4年間、日本国内の歴史研究家と消し去られた歴史の痕跡を追跡する市民活動家たちを訪ね歩き、日本の防衛省に所蔵される軍の文献を閲覧することで、当時の資料を探し出した。研究者たちは、3・1運動などの朝鮮人の独立運動が大きくなったことで日本政府に生じた恐怖が、関東大震災後に事実上民間虐殺を誘導する政府発の流言飛語として発現したと証言する。映画は、地震直後に内務省の警保局長が各地方長官(知事)に対して送った「地震を利用し、朝鮮人は各所に放火し、不逞(ふてい)の目的を遂行せんとし」との電報を示す。うそをねつ造して民間人を扇動したのだ。
当時、朝鮮人を体系的にえり分けて生きたまま焼き殺すなど、虐殺現場を見た人々は日記に、軍人や警察官が現場にいたことを残してもいる。映画は公式資料、個人の日記、報告書、証言集などを探し出すとともに、当時の米国の新聞や政府の文書まで公開し、当時日本がどれほど組織的に朝鮮人を虐殺し真実を隠ぺいしてきたのかを検証する。15日公開。
今月7日に公開された「朝鮮人女工の歌」(イ・ウォンシク監督)は、これまであまり知られていなかった、日本で働いていた女工たちを扱った映画だ。1910年代から貧しい家族を食べさせるために、または親に従って大阪行きの船に乗った10~20代の女性たちが、つらい労働をしながら生活した紡織工場の記憶を追う。今は90歳を超えた証言者たちの証言とともに、映画は資料集などに残された女工たちの記憶を俳優たちが朗読するというやり方で当時を再現する。映画「帰郷」(2016)に出演した在日同胞4世のカン・ハナら、当時の女工と同年代の俳優たちが参加し、22人の声をスクリーンに載せている。

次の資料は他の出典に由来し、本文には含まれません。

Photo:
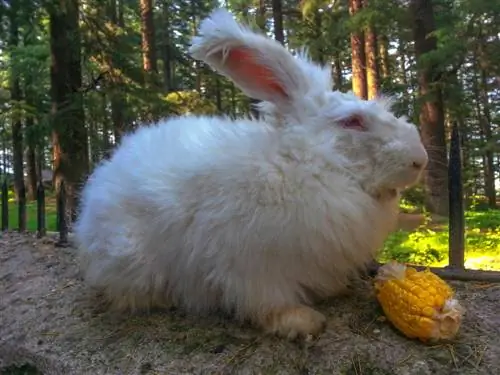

厳しい労働、非人間的な待遇、非衛生的な環境で苦しむ暮らしではあったものの、「朝鮮人女工の歌」は当時の女工たちを時代の犠牲者として描いてはいない。食べる物がなくて日本人が捨てた牛や豚の内臓を食べたため「ブタ」と嘲笑され、朝鮮人男性管理者たちの団体「相愛会」に二重に搾取され、不当な労働条件にストライキで立ち向かった朝鮮女工たちの強じんで主体的な生活は、日帝強占期の朝鮮女性を扱ったドキュメンタリーとして一歩先を行く成就を示すとともに、深い余韻を残す。